There are a lot of problems in this world, but the idea that savers are being robbed by lower interest rates, in my opinion, is not one of them. Here’s why:

  • Why should people be entitled to reward with no risk?
  • What’s so great about high interest rates? Be careful what you wish for.
  • Low rates are bad for risk-free investors, but they’re good for consumers.
  • Who are these “savers” everyone keeps talking about anyway?

Why should you get reward with no risk?

You are owed nothing. This goes for investors who take risk in the stock market, and it goes doubly for people who don’t take much risk at all.

If you were able to stomach a moderate amount of risk, say in a 50/50 portfolio for example, you would have earned 8.5% a year since 2010. Low interest rates didn’t punish savers, avoiding risk did it for them.*

What’s so great about high interest rates? Be careful what you wish for.

Interest rates rose from the end of World War II through the end of the 1970s, and have been on the decline ever since.

It’s understandable why investors yearn for the days double digit interest rates. But you have to consider the type of environment that could breed such a high cost of money. It’s great that the government used to pay you 15% to lend them money for two years, but what the government giveth, inflation taketh.

The chart below shows that the benefit of higher rates was often negated by the cost of higher prices everywhere. People remember the 70s for high interest rates; they should also remember them for high inflation, lines at the gas pump, and the worst bear market for stocks since the great depression.

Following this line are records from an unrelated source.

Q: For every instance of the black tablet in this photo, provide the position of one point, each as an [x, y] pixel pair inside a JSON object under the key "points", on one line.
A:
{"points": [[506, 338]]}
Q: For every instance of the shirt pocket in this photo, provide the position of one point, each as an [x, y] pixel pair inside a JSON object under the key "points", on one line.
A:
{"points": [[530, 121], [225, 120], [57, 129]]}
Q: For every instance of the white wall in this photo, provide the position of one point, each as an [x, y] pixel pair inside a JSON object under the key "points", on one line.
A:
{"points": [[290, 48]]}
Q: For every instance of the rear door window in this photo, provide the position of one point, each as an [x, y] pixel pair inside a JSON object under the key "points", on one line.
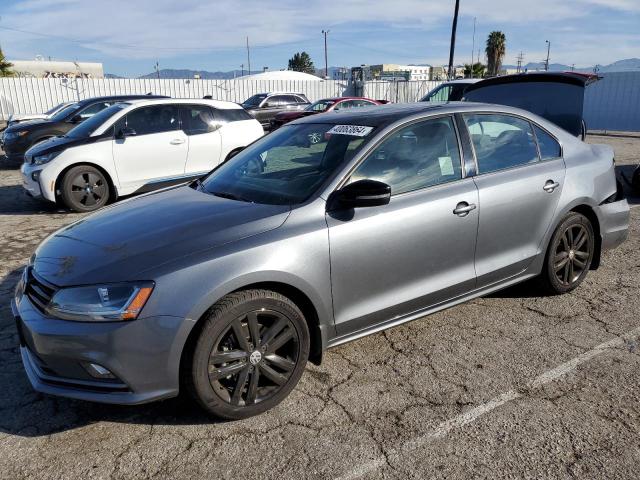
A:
{"points": [[501, 141], [549, 146], [154, 119], [197, 119]]}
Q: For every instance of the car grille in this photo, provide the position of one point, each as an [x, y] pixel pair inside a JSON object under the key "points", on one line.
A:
{"points": [[38, 290]]}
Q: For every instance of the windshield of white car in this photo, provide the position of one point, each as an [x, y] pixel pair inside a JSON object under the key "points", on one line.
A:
{"points": [[320, 106], [65, 112], [90, 125], [55, 109], [254, 101], [287, 166]]}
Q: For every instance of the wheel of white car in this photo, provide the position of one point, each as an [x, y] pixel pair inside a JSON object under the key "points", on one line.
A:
{"points": [[84, 189]]}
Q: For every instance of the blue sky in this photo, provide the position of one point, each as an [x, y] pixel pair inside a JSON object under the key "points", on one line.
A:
{"points": [[128, 37]]}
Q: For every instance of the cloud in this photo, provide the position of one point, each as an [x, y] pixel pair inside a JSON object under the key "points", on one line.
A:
{"points": [[149, 29]]}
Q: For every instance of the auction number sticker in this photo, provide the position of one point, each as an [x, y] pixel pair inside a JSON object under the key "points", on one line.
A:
{"points": [[354, 130]]}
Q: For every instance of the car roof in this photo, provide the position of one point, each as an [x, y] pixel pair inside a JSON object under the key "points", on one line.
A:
{"points": [[117, 97], [221, 104], [383, 115]]}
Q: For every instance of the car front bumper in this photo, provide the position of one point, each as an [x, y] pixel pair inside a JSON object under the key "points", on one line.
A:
{"points": [[614, 223], [31, 185], [143, 355]]}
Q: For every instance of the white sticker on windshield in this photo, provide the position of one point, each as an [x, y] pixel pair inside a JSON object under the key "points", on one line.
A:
{"points": [[446, 166], [354, 130]]}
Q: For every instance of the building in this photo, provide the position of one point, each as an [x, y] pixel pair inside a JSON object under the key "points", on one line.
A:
{"points": [[57, 69], [392, 71]]}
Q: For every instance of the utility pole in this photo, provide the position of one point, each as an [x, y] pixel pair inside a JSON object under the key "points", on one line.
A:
{"points": [[453, 38], [473, 44], [326, 63], [548, 50], [248, 57]]}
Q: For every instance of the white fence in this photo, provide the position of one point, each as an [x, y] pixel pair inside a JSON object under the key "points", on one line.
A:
{"points": [[36, 95], [611, 104]]}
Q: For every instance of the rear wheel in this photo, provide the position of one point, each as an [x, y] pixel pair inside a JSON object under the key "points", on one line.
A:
{"points": [[84, 189], [569, 255], [250, 354]]}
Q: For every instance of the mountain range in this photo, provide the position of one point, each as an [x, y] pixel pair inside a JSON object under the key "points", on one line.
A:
{"points": [[627, 65]]}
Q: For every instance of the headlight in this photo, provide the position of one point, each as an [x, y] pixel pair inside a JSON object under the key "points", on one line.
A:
{"points": [[100, 303], [41, 159]]}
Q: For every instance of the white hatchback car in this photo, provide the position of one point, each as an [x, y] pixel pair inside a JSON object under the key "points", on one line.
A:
{"points": [[134, 147]]}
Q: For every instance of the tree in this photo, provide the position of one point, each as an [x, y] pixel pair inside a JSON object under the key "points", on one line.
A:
{"points": [[496, 47], [477, 70], [5, 66], [301, 62]]}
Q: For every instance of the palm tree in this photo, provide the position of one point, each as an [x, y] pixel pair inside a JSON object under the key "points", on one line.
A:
{"points": [[496, 47], [476, 70], [5, 66]]}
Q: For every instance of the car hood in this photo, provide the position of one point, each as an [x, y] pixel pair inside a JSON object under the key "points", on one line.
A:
{"points": [[123, 242], [29, 124], [55, 144]]}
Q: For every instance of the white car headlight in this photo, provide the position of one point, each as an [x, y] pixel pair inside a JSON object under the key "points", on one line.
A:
{"points": [[100, 303], [42, 159]]}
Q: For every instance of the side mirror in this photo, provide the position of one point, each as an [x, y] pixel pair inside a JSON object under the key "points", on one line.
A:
{"points": [[125, 132], [363, 193]]}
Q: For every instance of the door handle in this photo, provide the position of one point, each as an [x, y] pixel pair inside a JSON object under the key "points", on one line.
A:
{"points": [[463, 209], [550, 186]]}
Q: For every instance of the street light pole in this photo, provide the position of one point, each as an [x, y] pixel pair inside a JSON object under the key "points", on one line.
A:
{"points": [[453, 38], [548, 49], [326, 63]]}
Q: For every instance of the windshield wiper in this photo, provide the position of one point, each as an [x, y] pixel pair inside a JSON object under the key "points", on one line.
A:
{"points": [[231, 196]]}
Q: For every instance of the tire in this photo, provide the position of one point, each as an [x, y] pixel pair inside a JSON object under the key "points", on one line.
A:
{"points": [[236, 371], [569, 255], [635, 180], [84, 189]]}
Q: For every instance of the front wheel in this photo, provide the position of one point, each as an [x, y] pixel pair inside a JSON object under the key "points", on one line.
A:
{"points": [[250, 354], [569, 255], [84, 189]]}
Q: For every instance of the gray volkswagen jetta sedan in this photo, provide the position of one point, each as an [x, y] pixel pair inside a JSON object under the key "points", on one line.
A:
{"points": [[331, 228]]}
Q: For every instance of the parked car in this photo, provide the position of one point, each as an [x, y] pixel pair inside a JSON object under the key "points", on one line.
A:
{"points": [[323, 106], [17, 139], [134, 147], [14, 119], [556, 96], [265, 106], [229, 285], [451, 91]]}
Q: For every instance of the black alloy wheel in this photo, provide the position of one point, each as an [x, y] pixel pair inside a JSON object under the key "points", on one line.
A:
{"points": [[250, 352], [572, 254], [569, 255], [253, 357], [84, 189]]}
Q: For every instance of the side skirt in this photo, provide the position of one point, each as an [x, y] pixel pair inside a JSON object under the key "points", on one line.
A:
{"points": [[526, 275]]}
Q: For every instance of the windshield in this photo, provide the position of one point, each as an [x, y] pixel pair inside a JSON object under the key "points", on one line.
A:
{"points": [[90, 125], [287, 166], [320, 106], [254, 101], [65, 112]]}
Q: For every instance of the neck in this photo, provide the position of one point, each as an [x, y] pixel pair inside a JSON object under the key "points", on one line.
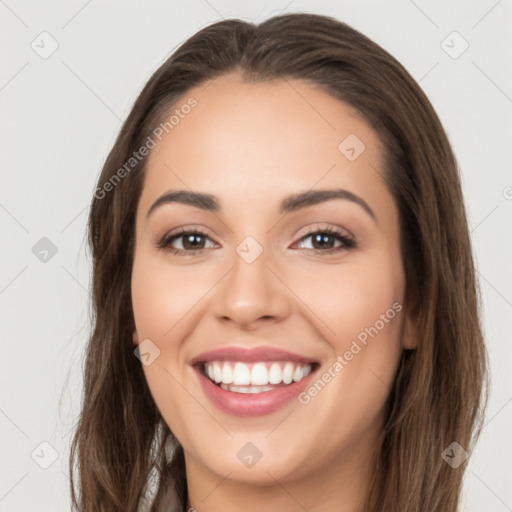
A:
{"points": [[339, 485]]}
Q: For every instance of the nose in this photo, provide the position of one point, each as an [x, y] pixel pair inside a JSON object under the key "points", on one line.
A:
{"points": [[251, 294]]}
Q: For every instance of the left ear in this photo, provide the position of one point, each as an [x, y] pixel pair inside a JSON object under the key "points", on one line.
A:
{"points": [[410, 334]]}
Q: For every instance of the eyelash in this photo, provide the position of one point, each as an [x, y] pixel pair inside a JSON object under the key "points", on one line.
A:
{"points": [[347, 241]]}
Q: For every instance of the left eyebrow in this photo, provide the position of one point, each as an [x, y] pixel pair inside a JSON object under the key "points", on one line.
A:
{"points": [[291, 203], [312, 197]]}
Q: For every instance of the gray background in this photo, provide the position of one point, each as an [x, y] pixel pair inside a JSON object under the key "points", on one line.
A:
{"points": [[60, 117]]}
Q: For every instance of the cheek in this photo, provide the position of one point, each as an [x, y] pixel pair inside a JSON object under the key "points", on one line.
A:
{"points": [[165, 301]]}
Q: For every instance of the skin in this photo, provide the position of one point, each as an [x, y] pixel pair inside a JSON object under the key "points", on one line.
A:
{"points": [[252, 145]]}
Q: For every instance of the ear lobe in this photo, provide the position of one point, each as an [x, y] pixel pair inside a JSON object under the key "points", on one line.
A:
{"points": [[410, 335]]}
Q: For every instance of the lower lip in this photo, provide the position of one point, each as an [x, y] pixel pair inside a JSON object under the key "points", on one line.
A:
{"points": [[251, 404]]}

We long for the good old days of reward without risk, but “In attempting to find out just what, if anything, was good in the good old days” like Fred Schwed once said, “it is necessary to determine when the good old days were.” Perhaps investors are remembering good old days that never really existed in the first place.

 

Low rates are bad for risk-free investors, but they’re good for consumers

There are two sides to every coin. You can’t talk about savers without talking about consumers. And the latter outnumber the former by orders of magnitude. Whatever people are not receiving from a low rates is being more than made up for in their mortgage and other items that are financed.

Who are these “savers” everyone keeps talking about?

You might say that people who have mortgages and other financial assets are not “savers.” Okay but 24% of Americans don’t have at least $400 in savings. So then who are we really talking about? Are savers people who have between $100,000 and $200,000 in investable assets? Are they over 50 years old? 60? Are they still working? Do they have a pension?

The point is, I feel like the word saver is thrown around all the time without any sort of explanation of who exactly we’re talking about. “The fed is punishing savers” is a euphemism for “I don’t really like what’s going on.”

***

It’s certainly possible that money has been too easy for too long, and that we look back on this period with disbelief. It’s not very hard to imagine. But the fact that cheap money is funding projects that might otherwise not get off the ground does not mean that savers are being punished. They are two different things, even though they might be share a common relative.

The Federal Reserve has two mandates, neither of which are take care of savers.

There’s always been booms and busts and haves and have nots. It’s easy to blame central bankers, but they’re not the root of all our problems.

*This might sound overly harsh. It’s very easy to understand why people avoided risk in 2010, and that had nothing to do with the Fed.